In a speech to the Fabian Society earlier this week, Healey said homeownership had declined for the first time ever from 70.9 per cent of all households in 2003 to 68.3 per cent today but that this was not “such a bad thing.”
He also said that Labour should tackle the culture of parents helping their children onto the housing ladder because it compounds inequality over the generations and is unfair.
Healey said the UK needs a new ownership model of shared ownership arrangements and the ability to sell equity in homes back to the council, housing association or co-operative.
He said the UK will move to a more European model of housing where renting will be a more common option.
He said: “Some point to the recession having shaken people’s desire to invest in bricks and mortar. But in reality, homeownership had been dropping since 2005. And I’m not sure that’s such a bad thing.

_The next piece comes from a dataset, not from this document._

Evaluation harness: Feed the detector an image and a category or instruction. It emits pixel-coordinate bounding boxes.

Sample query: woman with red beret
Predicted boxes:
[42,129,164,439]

“At the moment, up to 70 per cent of the population has their money tied up in property. The proportion was boosted by Margaret Thatcher’s Right to Buy. But you don’t need to be a grocer’s daughter to know that it’s not a good idea to have all your eggs in one basket.
“Yet not even a drop in the housing market can convince people not to use their home as a store of wealth. A recent article in The Telegraph showed that nearly a third of people approaching retirement are still relying on their home to top-up their state pension.
“Not only is this property piggy bank unsustainable, it is also unfair. Because increasingly, those without the property-funded ‘Bank of Mum and Dad’ are finding it hard to buy homes of their own.
“First-time buyers getting parental assistance has doubled in just three years to four out of every five buyers. And the gap has widened during the global recession – the average age of first time buyers with parental assistance has stayed the same during recession, but the average age of a First Time Buyer without the extra money has shot up from 33 to 37 years old.
“And as housing wealth is passed from parents to children, inequality is compounded over the generations. That’s something that a party that believes in fairness should tackle and I’m pleased that finally the Tories are getting the scrutiny they deserve on their inheritance tax plans. A plan that makes Britain more unequal as time goes on, increasing the unearned windfalls that the children of wealthy parents get.”